The BoJ maintained its ultra easy monetary policy Tuesday and said it would "not hesitate" to take further measures if needed, as lingering economic uncertainties cloud the global outlook.

Some major company earnings results were lacklustre but the market was resilient and prompted those who had sold earlier to buy back, said Seiichi Suzuki, senior market analyst at Tokai Tokyo Research Institute.

US and Chinese negotiators meet in Shanghai on Tuesday to resurrect trade talks between the world's two biggest economies.

Investors are also waiting for US jobs data due out on Friday as they look for clues on the health of the world's biggest economy.

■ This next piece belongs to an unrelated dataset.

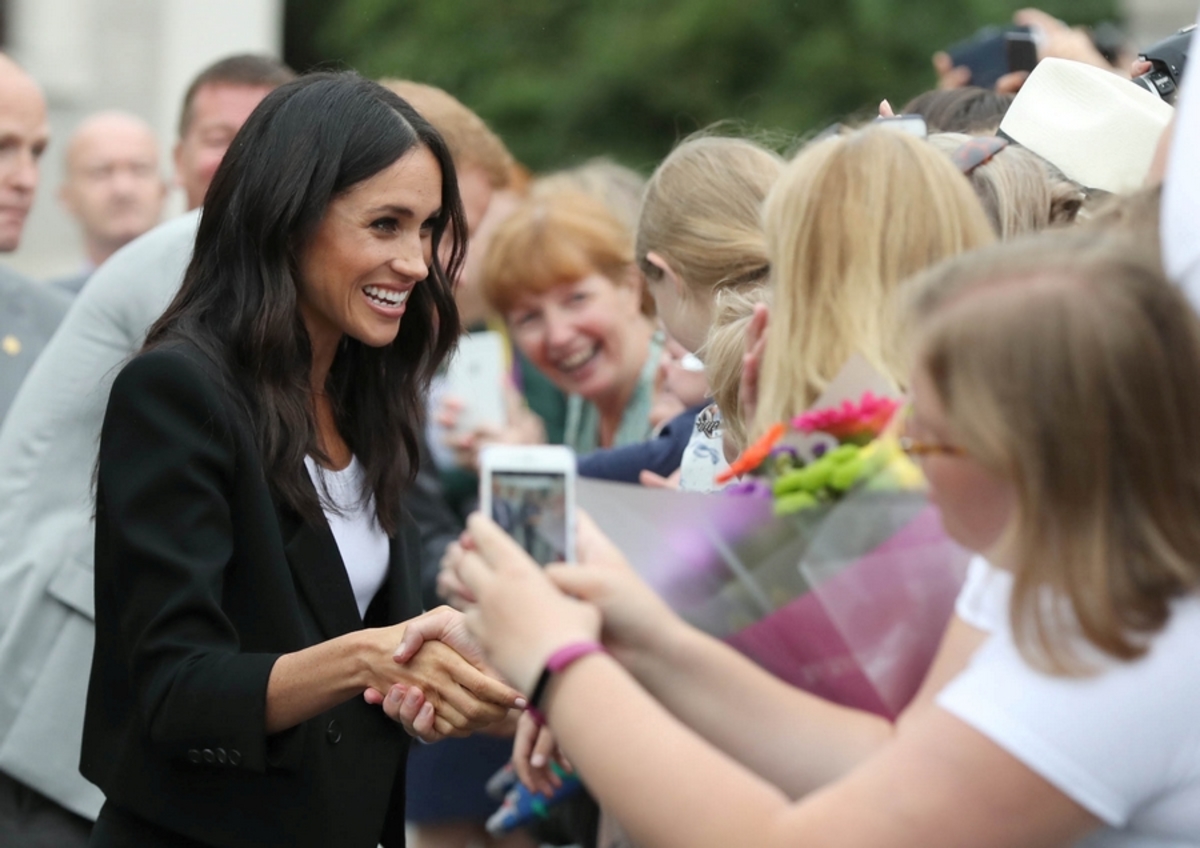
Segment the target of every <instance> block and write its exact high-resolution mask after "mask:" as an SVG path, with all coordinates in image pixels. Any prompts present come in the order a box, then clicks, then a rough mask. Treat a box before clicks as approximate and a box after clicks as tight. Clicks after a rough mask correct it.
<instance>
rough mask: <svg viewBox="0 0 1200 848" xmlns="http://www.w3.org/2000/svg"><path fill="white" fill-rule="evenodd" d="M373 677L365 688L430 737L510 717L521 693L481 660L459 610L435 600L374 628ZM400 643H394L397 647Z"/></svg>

Japan's government released a raft of economic data before the opening bell but they hardly provided trading pegs.

The jobless rate slipped to 2.3 per cent in June from 2.4 percent in May while factory output fell by 3.6 per cent from May.

Automakers were broadly higher with Toyota rising 0.44 per cent to 7,180 yen(S$90.55).

Sony inched down 0.08 per cent to 5,859 yen before reporting its first quarter net profit was down.

Nintendo climbed 0.66 percent to 40,590 yen. It will announce earnings later Tuesday.